SOME UNFORTUNATE OR INCORRECT RENDERINGS: "toiling men" (<181>); "black oracle" (<194> -- ME/LEON suggesting ME/LAN, or free invention?); "You say you won't, but in your mind ..." (<251>); "this gruesome agony" (<338>); "grown in the beds of the gods" (<352>); "pain" (<402> -- scarcely more clear than Orestes' earlier description of his ailment); "Do I need witnesses" (<540-41>); <553-54>; <556-58> and <574-75> (where the contrast O(/SIOS / A)NO/SIOS is lost and the ring composition obscured); <659> (where some reference is needed to the "duplicity" of Menelaus' pacing mirroring that of his thoughts); "not able to count on the friends I left behind" (<723>); "patriotic when it suits him" (<945>); "... see how fate presses / steadily against your hopes" (<1018-19>); "the corpse of Myrtilos" (<1037>); "flesh feast" (<1055> -- inspired by Tony Harrison's Oresteia?); "to the throne" (<1487>); "latrines" (<1500>).


  • [1] In Vellacott's Penguin translation Or appears with Hcld, Andr, Su, Phoen, and IA; in Grene and Lattimore, with Su, IA, and Rh.
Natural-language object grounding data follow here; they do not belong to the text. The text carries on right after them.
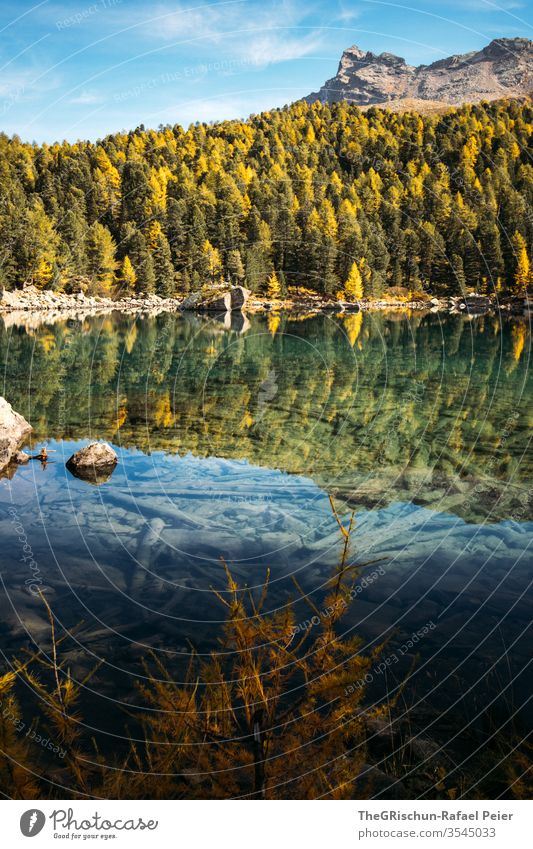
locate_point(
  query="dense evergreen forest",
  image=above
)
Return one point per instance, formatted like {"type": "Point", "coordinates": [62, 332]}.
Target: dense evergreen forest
{"type": "Point", "coordinates": [323, 196]}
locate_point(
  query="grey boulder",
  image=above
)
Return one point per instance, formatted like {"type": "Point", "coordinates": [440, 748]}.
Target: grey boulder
{"type": "Point", "coordinates": [94, 463]}
{"type": "Point", "coordinates": [13, 429]}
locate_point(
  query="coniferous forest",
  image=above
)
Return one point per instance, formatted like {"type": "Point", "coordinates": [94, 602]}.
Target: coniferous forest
{"type": "Point", "coordinates": [325, 196]}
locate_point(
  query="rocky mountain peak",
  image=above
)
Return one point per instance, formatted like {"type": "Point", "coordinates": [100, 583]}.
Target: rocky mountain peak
{"type": "Point", "coordinates": [502, 69]}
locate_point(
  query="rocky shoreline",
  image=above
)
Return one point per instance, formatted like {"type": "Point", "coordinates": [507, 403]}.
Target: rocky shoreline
{"type": "Point", "coordinates": [221, 299]}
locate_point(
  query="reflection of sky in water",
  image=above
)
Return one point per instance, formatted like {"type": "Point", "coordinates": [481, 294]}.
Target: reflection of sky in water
{"type": "Point", "coordinates": [132, 563]}
{"type": "Point", "coordinates": [135, 560]}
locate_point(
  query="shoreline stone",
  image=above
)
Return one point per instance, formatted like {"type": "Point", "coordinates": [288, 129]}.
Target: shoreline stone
{"type": "Point", "coordinates": [31, 300]}
{"type": "Point", "coordinates": [95, 463]}
{"type": "Point", "coordinates": [13, 429]}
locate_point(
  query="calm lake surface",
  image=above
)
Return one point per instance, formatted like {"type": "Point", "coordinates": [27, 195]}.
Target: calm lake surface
{"type": "Point", "coordinates": [230, 439]}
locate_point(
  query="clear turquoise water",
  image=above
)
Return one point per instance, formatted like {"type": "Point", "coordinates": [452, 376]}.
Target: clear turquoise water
{"type": "Point", "coordinates": [229, 443]}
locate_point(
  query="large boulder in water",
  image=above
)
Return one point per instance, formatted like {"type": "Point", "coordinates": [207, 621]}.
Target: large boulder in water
{"type": "Point", "coordinates": [13, 429]}
{"type": "Point", "coordinates": [95, 463]}
{"type": "Point", "coordinates": [239, 295]}
{"type": "Point", "coordinates": [232, 300]}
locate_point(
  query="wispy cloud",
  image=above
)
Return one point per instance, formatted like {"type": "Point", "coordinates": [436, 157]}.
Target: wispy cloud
{"type": "Point", "coordinates": [86, 98]}
{"type": "Point", "coordinates": [255, 33]}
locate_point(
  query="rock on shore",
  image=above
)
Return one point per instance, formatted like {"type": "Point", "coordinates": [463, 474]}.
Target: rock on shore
{"type": "Point", "coordinates": [94, 463]}
{"type": "Point", "coordinates": [233, 299]}
{"type": "Point", "coordinates": [13, 429]}
{"type": "Point", "coordinates": [37, 300]}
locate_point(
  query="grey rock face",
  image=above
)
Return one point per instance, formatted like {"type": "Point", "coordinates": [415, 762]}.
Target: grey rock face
{"type": "Point", "coordinates": [221, 304]}
{"type": "Point", "coordinates": [234, 299]}
{"type": "Point", "coordinates": [13, 429]}
{"type": "Point", "coordinates": [501, 69]}
{"type": "Point", "coordinates": [239, 295]}
{"type": "Point", "coordinates": [95, 463]}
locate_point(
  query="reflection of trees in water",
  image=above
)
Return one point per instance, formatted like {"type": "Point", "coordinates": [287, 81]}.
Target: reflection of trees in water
{"type": "Point", "coordinates": [354, 394]}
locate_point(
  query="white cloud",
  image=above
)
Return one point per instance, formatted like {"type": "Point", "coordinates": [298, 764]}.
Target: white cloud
{"type": "Point", "coordinates": [86, 98]}
{"type": "Point", "coordinates": [258, 34]}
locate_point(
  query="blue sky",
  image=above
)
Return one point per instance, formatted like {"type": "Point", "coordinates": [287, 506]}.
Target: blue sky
{"type": "Point", "coordinates": [87, 68]}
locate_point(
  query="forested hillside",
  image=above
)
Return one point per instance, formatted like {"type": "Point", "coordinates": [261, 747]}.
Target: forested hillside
{"type": "Point", "coordinates": [327, 197]}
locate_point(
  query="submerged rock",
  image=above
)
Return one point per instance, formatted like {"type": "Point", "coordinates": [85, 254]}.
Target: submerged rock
{"type": "Point", "coordinates": [95, 463]}
{"type": "Point", "coordinates": [13, 429]}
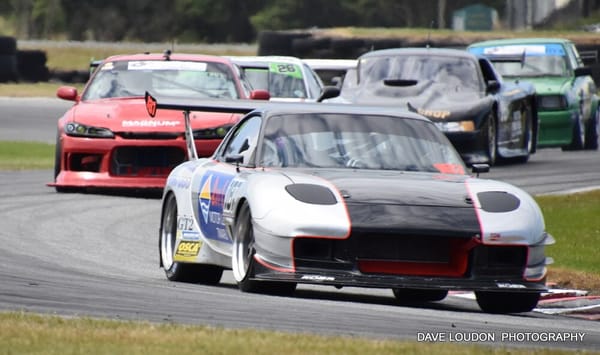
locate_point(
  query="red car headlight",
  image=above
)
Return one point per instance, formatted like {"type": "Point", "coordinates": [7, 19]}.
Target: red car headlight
{"type": "Point", "coordinates": [78, 130]}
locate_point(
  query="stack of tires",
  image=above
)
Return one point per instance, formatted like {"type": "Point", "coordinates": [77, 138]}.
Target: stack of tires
{"type": "Point", "coordinates": [31, 65]}
{"type": "Point", "coordinates": [8, 60]}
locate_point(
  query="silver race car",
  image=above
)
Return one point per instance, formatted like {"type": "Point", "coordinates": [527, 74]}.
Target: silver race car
{"type": "Point", "coordinates": [347, 195]}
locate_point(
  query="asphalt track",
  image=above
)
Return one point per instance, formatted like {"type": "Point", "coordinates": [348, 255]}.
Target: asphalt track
{"type": "Point", "coordinates": [96, 255]}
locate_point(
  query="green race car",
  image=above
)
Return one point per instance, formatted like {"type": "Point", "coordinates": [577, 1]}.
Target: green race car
{"type": "Point", "coordinates": [566, 93]}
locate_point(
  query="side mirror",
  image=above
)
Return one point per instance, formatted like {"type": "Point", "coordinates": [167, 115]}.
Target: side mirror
{"type": "Point", "coordinates": [480, 168]}
{"type": "Point", "coordinates": [329, 92]}
{"type": "Point", "coordinates": [67, 93]}
{"type": "Point", "coordinates": [260, 95]}
{"type": "Point", "coordinates": [583, 71]}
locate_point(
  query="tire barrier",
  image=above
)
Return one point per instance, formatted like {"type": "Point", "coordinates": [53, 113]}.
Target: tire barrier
{"type": "Point", "coordinates": [31, 65]}
{"type": "Point", "coordinates": [8, 59]}
{"type": "Point", "coordinates": [315, 45]}
{"type": "Point", "coordinates": [278, 43]}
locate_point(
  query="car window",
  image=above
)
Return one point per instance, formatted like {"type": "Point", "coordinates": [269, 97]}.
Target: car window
{"type": "Point", "coordinates": [313, 81]}
{"type": "Point", "coordinates": [243, 140]}
{"type": "Point", "coordinates": [446, 71]}
{"type": "Point", "coordinates": [538, 60]}
{"type": "Point", "coordinates": [173, 78]}
{"type": "Point", "coordinates": [357, 142]}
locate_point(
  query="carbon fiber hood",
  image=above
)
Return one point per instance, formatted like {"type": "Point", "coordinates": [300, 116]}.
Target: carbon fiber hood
{"type": "Point", "coordinates": [406, 202]}
{"type": "Point", "coordinates": [434, 101]}
{"type": "Point", "coordinates": [130, 114]}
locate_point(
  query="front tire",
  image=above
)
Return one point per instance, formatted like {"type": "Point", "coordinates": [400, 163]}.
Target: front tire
{"type": "Point", "coordinates": [506, 302]}
{"type": "Point", "coordinates": [176, 271]}
{"type": "Point", "coordinates": [58, 164]}
{"type": "Point", "coordinates": [243, 262]}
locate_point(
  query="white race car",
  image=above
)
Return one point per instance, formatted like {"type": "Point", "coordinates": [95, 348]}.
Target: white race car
{"type": "Point", "coordinates": [347, 195]}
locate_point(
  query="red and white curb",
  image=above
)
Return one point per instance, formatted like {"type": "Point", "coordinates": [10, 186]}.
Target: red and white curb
{"type": "Point", "coordinates": [572, 303]}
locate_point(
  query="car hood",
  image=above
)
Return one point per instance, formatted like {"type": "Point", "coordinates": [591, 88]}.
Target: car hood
{"type": "Point", "coordinates": [424, 203]}
{"type": "Point", "coordinates": [549, 85]}
{"type": "Point", "coordinates": [130, 115]}
{"type": "Point", "coordinates": [427, 98]}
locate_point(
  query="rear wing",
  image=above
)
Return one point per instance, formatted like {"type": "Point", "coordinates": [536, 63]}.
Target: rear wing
{"type": "Point", "coordinates": [188, 105]}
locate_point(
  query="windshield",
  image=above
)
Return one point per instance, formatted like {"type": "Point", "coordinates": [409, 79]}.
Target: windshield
{"type": "Point", "coordinates": [535, 60]}
{"type": "Point", "coordinates": [357, 142]}
{"type": "Point", "coordinates": [173, 78]}
{"type": "Point", "coordinates": [442, 70]}
{"type": "Point", "coordinates": [534, 66]}
{"type": "Point", "coordinates": [282, 80]}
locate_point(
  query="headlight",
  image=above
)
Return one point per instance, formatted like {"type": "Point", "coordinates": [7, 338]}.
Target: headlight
{"type": "Point", "coordinates": [211, 133]}
{"type": "Point", "coordinates": [459, 126]}
{"type": "Point", "coordinates": [78, 130]}
{"type": "Point", "coordinates": [552, 102]}
{"type": "Point", "coordinates": [309, 193]}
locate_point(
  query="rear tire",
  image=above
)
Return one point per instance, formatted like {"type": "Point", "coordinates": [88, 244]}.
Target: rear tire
{"type": "Point", "coordinates": [527, 138]}
{"type": "Point", "coordinates": [591, 131]}
{"type": "Point", "coordinates": [506, 302]}
{"type": "Point", "coordinates": [243, 262]}
{"type": "Point", "coordinates": [578, 136]}
{"type": "Point", "coordinates": [177, 271]}
{"type": "Point", "coordinates": [413, 295]}
{"type": "Point", "coordinates": [491, 138]}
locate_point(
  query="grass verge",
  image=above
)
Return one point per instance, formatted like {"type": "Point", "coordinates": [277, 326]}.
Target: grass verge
{"type": "Point", "coordinates": [33, 89]}
{"type": "Point", "coordinates": [22, 333]}
{"type": "Point", "coordinates": [26, 155]}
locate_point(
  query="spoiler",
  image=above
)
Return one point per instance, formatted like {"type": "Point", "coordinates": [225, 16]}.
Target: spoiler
{"type": "Point", "coordinates": [188, 105]}
{"type": "Point", "coordinates": [507, 58]}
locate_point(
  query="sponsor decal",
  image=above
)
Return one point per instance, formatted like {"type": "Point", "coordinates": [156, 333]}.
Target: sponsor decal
{"type": "Point", "coordinates": [528, 49]}
{"type": "Point", "coordinates": [434, 113]}
{"type": "Point", "coordinates": [190, 235]}
{"type": "Point", "coordinates": [185, 223]}
{"type": "Point", "coordinates": [188, 249]}
{"type": "Point", "coordinates": [149, 123]}
{"type": "Point", "coordinates": [211, 198]}
{"type": "Point", "coordinates": [150, 104]}
{"type": "Point", "coordinates": [289, 69]}
{"type": "Point", "coordinates": [494, 237]}
{"type": "Point", "coordinates": [509, 285]}
{"type": "Point", "coordinates": [448, 168]}
{"type": "Point", "coordinates": [179, 182]}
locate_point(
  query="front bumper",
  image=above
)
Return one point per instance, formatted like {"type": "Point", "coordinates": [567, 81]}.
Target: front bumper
{"type": "Point", "coordinates": [357, 279]}
{"type": "Point", "coordinates": [122, 163]}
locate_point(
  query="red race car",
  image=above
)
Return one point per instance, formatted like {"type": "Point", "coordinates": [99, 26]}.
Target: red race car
{"type": "Point", "coordinates": [107, 140]}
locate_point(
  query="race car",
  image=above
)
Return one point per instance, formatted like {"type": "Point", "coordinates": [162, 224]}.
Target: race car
{"type": "Point", "coordinates": [286, 78]}
{"type": "Point", "coordinates": [106, 140]}
{"type": "Point", "coordinates": [566, 93]}
{"type": "Point", "coordinates": [347, 195]}
{"type": "Point", "coordinates": [486, 118]}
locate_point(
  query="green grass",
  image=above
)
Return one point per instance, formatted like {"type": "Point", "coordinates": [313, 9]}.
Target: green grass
{"type": "Point", "coordinates": [26, 155]}
{"type": "Point", "coordinates": [574, 221]}
{"type": "Point", "coordinates": [33, 89]}
{"type": "Point", "coordinates": [22, 333]}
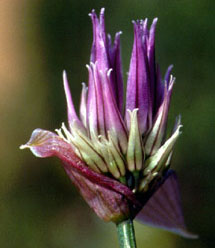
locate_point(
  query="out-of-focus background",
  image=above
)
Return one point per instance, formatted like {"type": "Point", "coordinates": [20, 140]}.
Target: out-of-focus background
{"type": "Point", "coordinates": [39, 207]}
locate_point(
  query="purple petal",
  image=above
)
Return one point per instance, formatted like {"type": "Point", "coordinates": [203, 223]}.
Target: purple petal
{"type": "Point", "coordinates": [113, 119]}
{"type": "Point", "coordinates": [116, 75]}
{"type": "Point", "coordinates": [83, 105]}
{"type": "Point", "coordinates": [109, 198]}
{"type": "Point", "coordinates": [163, 209]}
{"type": "Point", "coordinates": [95, 104]}
{"type": "Point", "coordinates": [72, 116]}
{"type": "Point", "coordinates": [151, 58]}
{"type": "Point", "coordinates": [138, 85]}
{"type": "Point", "coordinates": [99, 49]}
{"type": "Point", "coordinates": [156, 135]}
{"type": "Point", "coordinates": [167, 75]}
{"type": "Point", "coordinates": [159, 90]}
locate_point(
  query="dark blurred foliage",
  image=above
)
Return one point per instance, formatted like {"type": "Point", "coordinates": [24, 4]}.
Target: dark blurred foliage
{"type": "Point", "coordinates": [39, 206]}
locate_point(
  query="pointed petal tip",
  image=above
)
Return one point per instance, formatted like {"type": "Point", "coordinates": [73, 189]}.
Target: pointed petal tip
{"type": "Point", "coordinates": [102, 11]}
{"type": "Point", "coordinates": [22, 147]}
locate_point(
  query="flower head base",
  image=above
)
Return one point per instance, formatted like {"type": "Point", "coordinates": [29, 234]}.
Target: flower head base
{"type": "Point", "coordinates": [118, 158]}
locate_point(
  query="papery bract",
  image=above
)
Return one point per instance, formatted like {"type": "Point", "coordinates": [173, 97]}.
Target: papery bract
{"type": "Point", "coordinates": [119, 158]}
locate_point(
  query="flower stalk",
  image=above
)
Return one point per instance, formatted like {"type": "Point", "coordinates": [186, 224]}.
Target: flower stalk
{"type": "Point", "coordinates": [117, 152]}
{"type": "Point", "coordinates": [126, 234]}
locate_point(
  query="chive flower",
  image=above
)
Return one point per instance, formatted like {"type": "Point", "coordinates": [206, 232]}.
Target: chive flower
{"type": "Point", "coordinates": [116, 151]}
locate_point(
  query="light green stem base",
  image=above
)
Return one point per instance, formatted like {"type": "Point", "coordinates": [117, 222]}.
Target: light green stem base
{"type": "Point", "coordinates": [126, 234]}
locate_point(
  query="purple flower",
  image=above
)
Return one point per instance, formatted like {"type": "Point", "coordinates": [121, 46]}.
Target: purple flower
{"type": "Point", "coordinates": [118, 157]}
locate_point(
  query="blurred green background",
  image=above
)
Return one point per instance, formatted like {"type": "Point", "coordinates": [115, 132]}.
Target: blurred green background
{"type": "Point", "coordinates": [39, 207]}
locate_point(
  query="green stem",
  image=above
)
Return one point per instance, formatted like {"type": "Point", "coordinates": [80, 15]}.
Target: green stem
{"type": "Point", "coordinates": [126, 234]}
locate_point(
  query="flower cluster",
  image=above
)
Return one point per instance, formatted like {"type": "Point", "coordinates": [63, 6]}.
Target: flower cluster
{"type": "Point", "coordinates": [117, 154]}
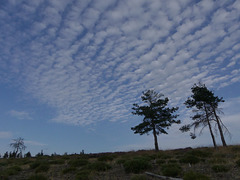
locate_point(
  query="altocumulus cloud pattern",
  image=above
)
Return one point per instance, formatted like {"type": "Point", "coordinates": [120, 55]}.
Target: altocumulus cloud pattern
{"type": "Point", "coordinates": [90, 60]}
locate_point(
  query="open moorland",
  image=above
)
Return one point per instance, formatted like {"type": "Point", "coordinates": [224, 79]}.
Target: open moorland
{"type": "Point", "coordinates": [188, 164]}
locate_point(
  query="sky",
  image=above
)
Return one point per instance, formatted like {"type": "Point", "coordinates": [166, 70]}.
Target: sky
{"type": "Point", "coordinates": [70, 71]}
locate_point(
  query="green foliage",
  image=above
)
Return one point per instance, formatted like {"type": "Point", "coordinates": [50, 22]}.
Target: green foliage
{"type": "Point", "coordinates": [188, 158]}
{"type": "Point", "coordinates": [44, 167]}
{"type": "Point", "coordinates": [162, 155]}
{"type": "Point", "coordinates": [78, 162]}
{"type": "Point", "coordinates": [121, 161]}
{"type": "Point", "coordinates": [161, 161]}
{"type": "Point", "coordinates": [83, 175]}
{"type": "Point", "coordinates": [172, 170]}
{"type": "Point", "coordinates": [201, 154]}
{"type": "Point", "coordinates": [220, 168]}
{"type": "Point", "coordinates": [12, 170]}
{"type": "Point", "coordinates": [35, 164]}
{"type": "Point", "coordinates": [69, 170]}
{"type": "Point", "coordinates": [139, 177]}
{"type": "Point", "coordinates": [157, 116]}
{"type": "Point", "coordinates": [98, 166]}
{"type": "Point", "coordinates": [238, 163]}
{"type": "Point", "coordinates": [195, 176]}
{"type": "Point", "coordinates": [216, 160]}
{"type": "Point", "coordinates": [37, 177]}
{"type": "Point", "coordinates": [136, 165]}
{"type": "Point", "coordinates": [106, 158]}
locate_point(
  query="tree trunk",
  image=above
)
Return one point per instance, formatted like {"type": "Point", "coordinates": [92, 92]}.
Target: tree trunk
{"type": "Point", "coordinates": [210, 128]}
{"type": "Point", "coordinates": [219, 128]}
{"type": "Point", "coordinates": [155, 139]}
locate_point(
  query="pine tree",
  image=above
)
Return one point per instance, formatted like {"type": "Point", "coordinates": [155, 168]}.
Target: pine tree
{"type": "Point", "coordinates": [157, 116]}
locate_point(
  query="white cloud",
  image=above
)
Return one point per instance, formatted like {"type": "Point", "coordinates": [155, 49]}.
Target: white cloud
{"type": "Point", "coordinates": [34, 143]}
{"type": "Point", "coordinates": [5, 135]}
{"type": "Point", "coordinates": [20, 114]}
{"type": "Point", "coordinates": [90, 60]}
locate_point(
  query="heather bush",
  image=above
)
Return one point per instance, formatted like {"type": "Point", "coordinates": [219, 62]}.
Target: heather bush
{"type": "Point", "coordinates": [139, 177]}
{"type": "Point", "coordinates": [189, 159]}
{"type": "Point", "coordinates": [195, 176]}
{"type": "Point", "coordinates": [37, 177]}
{"type": "Point", "coordinates": [220, 168]}
{"type": "Point", "coordinates": [136, 165]}
{"type": "Point", "coordinates": [172, 170]}
{"type": "Point", "coordinates": [98, 166]}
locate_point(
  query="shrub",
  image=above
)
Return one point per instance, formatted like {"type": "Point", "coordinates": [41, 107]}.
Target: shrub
{"type": "Point", "coordinates": [162, 155]}
{"type": "Point", "coordinates": [199, 153]}
{"type": "Point", "coordinates": [195, 176]}
{"type": "Point", "coordinates": [172, 170]}
{"type": "Point", "coordinates": [37, 177]}
{"type": "Point", "coordinates": [105, 158]}
{"type": "Point", "coordinates": [161, 161]}
{"type": "Point", "coordinates": [238, 163]}
{"type": "Point", "coordinates": [35, 164]}
{"type": "Point", "coordinates": [139, 177]}
{"type": "Point", "coordinates": [189, 159]}
{"type": "Point", "coordinates": [12, 170]}
{"type": "Point", "coordinates": [121, 161]}
{"type": "Point", "coordinates": [220, 168]}
{"type": "Point", "coordinates": [83, 175]}
{"type": "Point", "coordinates": [57, 161]}
{"type": "Point", "coordinates": [69, 170]}
{"type": "Point", "coordinates": [217, 161]}
{"type": "Point", "coordinates": [78, 162]}
{"type": "Point", "coordinates": [98, 166]}
{"type": "Point", "coordinates": [136, 165]}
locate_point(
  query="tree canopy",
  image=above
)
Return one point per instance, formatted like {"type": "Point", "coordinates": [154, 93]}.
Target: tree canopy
{"type": "Point", "coordinates": [157, 116]}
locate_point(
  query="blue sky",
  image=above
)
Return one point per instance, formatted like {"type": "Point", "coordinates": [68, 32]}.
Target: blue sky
{"type": "Point", "coordinates": [71, 70]}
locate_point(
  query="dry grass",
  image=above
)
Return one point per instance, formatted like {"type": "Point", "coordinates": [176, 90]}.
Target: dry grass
{"type": "Point", "coordinates": [223, 163]}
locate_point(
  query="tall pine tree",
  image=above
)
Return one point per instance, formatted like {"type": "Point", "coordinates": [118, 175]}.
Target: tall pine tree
{"type": "Point", "coordinates": [157, 116]}
{"type": "Point", "coordinates": [206, 107]}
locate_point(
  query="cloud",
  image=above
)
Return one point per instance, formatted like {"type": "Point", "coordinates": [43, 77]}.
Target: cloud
{"type": "Point", "coordinates": [91, 60]}
{"type": "Point", "coordinates": [35, 143]}
{"type": "Point", "coordinates": [5, 135]}
{"type": "Point", "coordinates": [20, 114]}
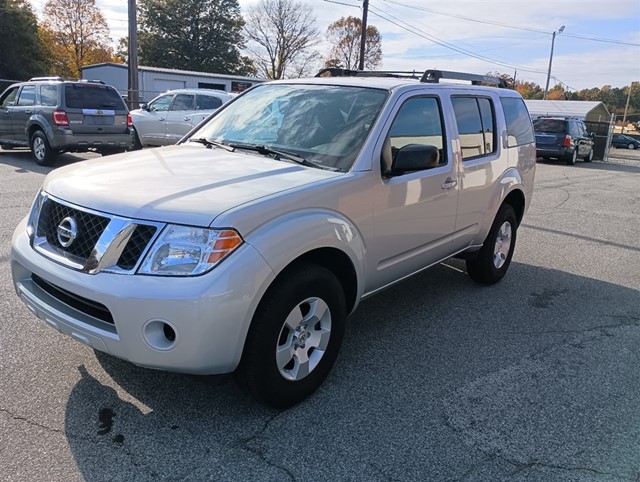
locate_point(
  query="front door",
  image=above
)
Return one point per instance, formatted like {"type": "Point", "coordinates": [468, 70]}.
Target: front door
{"type": "Point", "coordinates": [415, 212]}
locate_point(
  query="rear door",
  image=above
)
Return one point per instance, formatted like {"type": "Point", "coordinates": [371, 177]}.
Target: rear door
{"type": "Point", "coordinates": [7, 103]}
{"type": "Point", "coordinates": [95, 108]}
{"type": "Point", "coordinates": [22, 111]}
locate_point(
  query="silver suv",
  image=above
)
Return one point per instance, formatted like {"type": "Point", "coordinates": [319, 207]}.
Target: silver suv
{"type": "Point", "coordinates": [245, 247]}
{"type": "Point", "coordinates": [51, 116]}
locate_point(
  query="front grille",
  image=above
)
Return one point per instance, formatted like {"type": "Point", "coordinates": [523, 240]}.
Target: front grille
{"type": "Point", "coordinates": [136, 245]}
{"type": "Point", "coordinates": [90, 228]}
{"type": "Point", "coordinates": [84, 305]}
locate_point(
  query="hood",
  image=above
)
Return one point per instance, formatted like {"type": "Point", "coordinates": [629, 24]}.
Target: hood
{"type": "Point", "coordinates": [184, 184]}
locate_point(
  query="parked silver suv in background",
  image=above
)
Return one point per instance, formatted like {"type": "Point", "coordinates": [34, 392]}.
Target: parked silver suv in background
{"type": "Point", "coordinates": [245, 247]}
{"type": "Point", "coordinates": [167, 118]}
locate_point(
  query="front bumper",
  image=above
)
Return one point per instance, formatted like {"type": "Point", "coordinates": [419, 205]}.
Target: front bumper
{"type": "Point", "coordinates": [209, 315]}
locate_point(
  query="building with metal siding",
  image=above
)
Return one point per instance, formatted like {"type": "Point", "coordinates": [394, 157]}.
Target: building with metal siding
{"type": "Point", "coordinates": [154, 80]}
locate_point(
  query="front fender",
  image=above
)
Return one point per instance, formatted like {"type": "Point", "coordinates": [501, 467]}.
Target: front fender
{"type": "Point", "coordinates": [286, 238]}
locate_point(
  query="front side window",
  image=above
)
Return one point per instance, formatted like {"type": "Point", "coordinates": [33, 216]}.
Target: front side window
{"type": "Point", "coordinates": [519, 129]}
{"type": "Point", "coordinates": [324, 124]}
{"type": "Point", "coordinates": [9, 98]}
{"type": "Point", "coordinates": [27, 95]}
{"type": "Point", "coordinates": [419, 121]}
{"type": "Point", "coordinates": [161, 104]}
{"type": "Point", "coordinates": [49, 95]}
{"type": "Point", "coordinates": [476, 126]}
{"type": "Point", "coordinates": [183, 102]}
{"type": "Point", "coordinates": [207, 102]}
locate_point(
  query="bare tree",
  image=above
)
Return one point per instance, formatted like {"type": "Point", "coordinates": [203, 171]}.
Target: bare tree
{"type": "Point", "coordinates": [344, 36]}
{"type": "Point", "coordinates": [281, 35]}
{"type": "Point", "coordinates": [78, 33]}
To my knowledge, Or is not included in any of the popular English language anthologies.
  • [2] P/N, pp. 8-9, citing M. L. West, ed., Euripides Orestes [Warminster, 1987], p. 28. (This comment by West seems to be the basis of the unsubstantiated statement on p. 18 [echoed on the back cover] that Or. "was performed more often than any tragedy in the ancient world".)
  • [3] The recent publication of Diggle's OCT adds to the difficulty of evaluating P/N. Whereas P/N tend to defer to Willink, Diggle often does not. (At 811, for instance, Diggle reads PA/LIN PALAIA=S.) To avoid confusion, I have omitted consideration of Diggle's text from my discussion.